Esoterismo na biopolítica

Primeiro, vamos ao que Foucault chama de biopolítica. Segundo o francês,

[A partir do século XIX, afirmam-se uma nova visão e uma] nova tecnologia do poder. [Já não se trata, como no passado, de disciplinar o corpo dos indivíduos; agora, o poder] se aplica à vida das pessoas, ou melhor, afeta não tanto o indivíduo-corpo quanto o indivíduo que vive, o indivíduo enquanto ser vivo, [afeta] processos de conjunto que são específicos da vida, como o nascimento, a morte, a produção, a doença, [a] reprodução [da vida humana]. (Foucault, Bisogna difendere la societá, p. 211 e 209–10, apud. Losurdo, O Marxismo Ocidental, p. 150–1)

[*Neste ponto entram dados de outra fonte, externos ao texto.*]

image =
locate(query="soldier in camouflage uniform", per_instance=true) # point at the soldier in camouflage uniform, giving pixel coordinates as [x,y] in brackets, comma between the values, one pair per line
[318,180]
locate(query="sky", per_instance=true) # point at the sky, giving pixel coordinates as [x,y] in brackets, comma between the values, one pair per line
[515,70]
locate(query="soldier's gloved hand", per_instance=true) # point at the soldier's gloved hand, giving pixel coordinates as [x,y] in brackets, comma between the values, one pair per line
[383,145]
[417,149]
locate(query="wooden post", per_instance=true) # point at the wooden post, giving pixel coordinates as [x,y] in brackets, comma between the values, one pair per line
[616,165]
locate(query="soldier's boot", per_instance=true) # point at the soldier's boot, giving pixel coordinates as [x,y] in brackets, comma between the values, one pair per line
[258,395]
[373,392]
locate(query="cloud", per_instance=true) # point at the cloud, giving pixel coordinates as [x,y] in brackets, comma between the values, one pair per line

O poder, então, passa a se ocupar da totalidade da experiência humana e da sociedade. Essa guinada biopolítica explicaria, então, as consequências catastróficas do totalitarismo, nazista ou soviético. Novamente, os olhos fixos na Europa não permitiram a Foucault perceber na história de massacre e escravidão dos indígenas e negros, no período colonial, sintomas da biopolítica. Não parece-lhe claro os traços dessa biopolítica, do controle dos corpos, no comércio de gado humano, ou na proibição da miscigenação, ou no extermínio dos nativos, quando estes já haviam sido substituídos pela carne negra. Fora as já supracitadas práticas racistas de segregação racial nos EUA. Tudo muito anterior ao “totalitarismo” na Europa do século XX.

E o silêncio ensurdecedor de Foucault vai além da questão escravista e colonial, em sua débil acepção da biopolítica. Não há uma linha sequer sobre a defesa do aniquilamento de “raças decadentes” e de deficientes, por Nietzsche, entusiasmado defensor da eugenia. Ou da defesa do acasalamento de negros e primatas para gerar uma raça de escravos por natureza, de Sieyès. Ou do confinamento de filhos de “desocupados”, para acasalá-los e gerar uma “classe indígena”, habituada à servidão. Ou do terror do “suicídio racial” dos brancos, ameaçados pela “degeneração da raça”, pelo aborto, e a explosão demográfica nas colônias. Ou da defesa de Churchill pela esterilização dos “débeis mentais” e “desocupados”, para melhorar a raça britânica.

Todos exemplos de biopolítica sumariamente ignorados por Foucault, que fala de “biopolítica” como se revelasse algo novo. Mas tudo que o filósofo faz é ressignificar o termo, assim como a categoria arendtiana, também não inventada, mas ressignificada por esta, de “totalitarismo”, sua contraparte conceitual.

Com este compromisso ideológico estabelecido, Foucault e Arendt se apresentam como pensadores a meros dois passos à direita do mais aberto conservadorismo, ainda que com uma linguagem mais eloquente e de fraseologia democrática que os típicos pensadores desta filiação.